Converted to taste from Raw. Exposure, sharpness, noise reduction adjusted. ISO 640 | 1/2000 sec | F11 | Fujifilm XF200mm F2 R LM
Photo by Jeff Keller

While we wouldn't run out and buy the X-T30 for sports shooting, it's certainly capable of handling most situations in both zone and wide/tracking modes, especially if you customize the AF settings a bit. Speaking of handling, since the grip on the camera is fairly small, using long, heavy lenses can be difficult. Fujifilm's $110 MHG-XT10 gives you more to hold on to.

Pros:

  • Responsive AF system
  • Good subject tracking after tweaking settings
  • Fast burst speeds

Cons:

  • Limited buffer
  • Small grip make holding large lenses difficult

Candid and street

Out of camera JPEG, Standard/Provia profile.

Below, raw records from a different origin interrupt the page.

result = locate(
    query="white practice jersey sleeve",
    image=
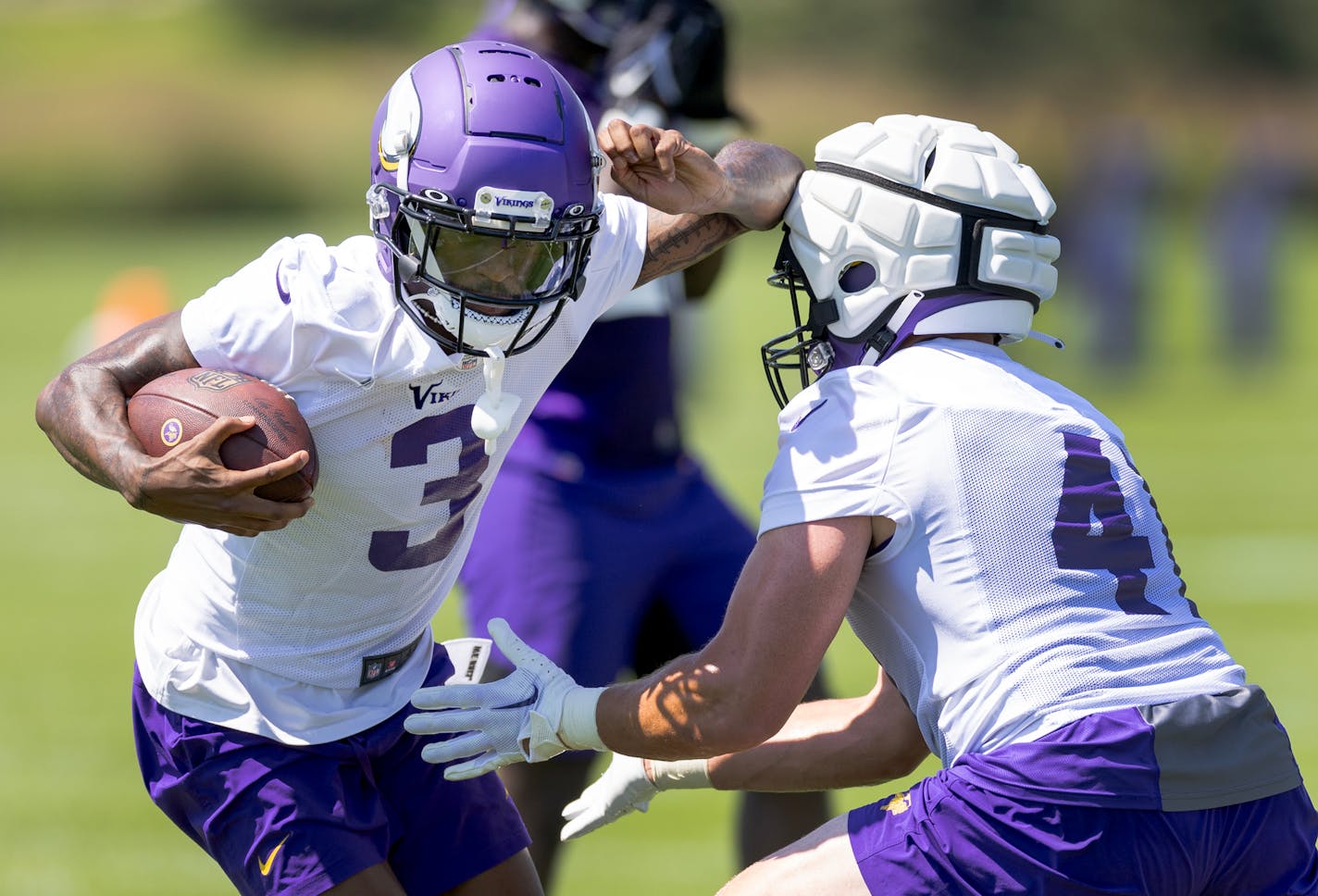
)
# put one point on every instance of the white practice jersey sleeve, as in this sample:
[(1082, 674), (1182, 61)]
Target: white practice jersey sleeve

ISO 160 | 1/220 sec | F7.1 | Fujifilm XF 18-135mm F3.5-5.6 R @ 62mm equiv.
Photo by Jeff Keller

With its tilting touchscreen, silent electronic shutter and compact body, the X-T30 can be used discreetly. Fujifilm's collection of compact primes is the icing on the cake.

Pros:

  • Tilting touchscreen display
  • Numerous compact primes available
  • Silent electronic shutter

Cons:

  • Banding may be an issue when using electronic shutter under artificial light

Formal portraits

Out of camera JPEG from pre-production camera, Standard/Provia profile. ISO 320 | 1/200 sec | F2 | Fujifilm XF 50mm F2 2
Photo by Carey Rose

The X-T30's reliable face/eye detection system and good selection of portrait lenses, such as the 56mm F1.2 and 90mm F2. An external flash, such as Fujifilm's EF-X500 or several options such as those from Godox allow control over off-camera strobes. There's no flash sync socket on the X-T30, though a hot shoe adapter will work.

Pros:

  • High resolution sensor
  • Excellent portrait lenses available
  • Malleable Raw files

Cons:

  • Limited external flash options from Fujifilm; you can go third party, though
  • No flash sync port (though third party options are available)

The only one of our use cases we've not considered the X-T30 for is 'Wedding and Events', as it's not a function the camera is designed for. Although, at a push, it could probably act as a second camera, its build quality, small grip, and basic wireless flash system don't lend itself to this use case.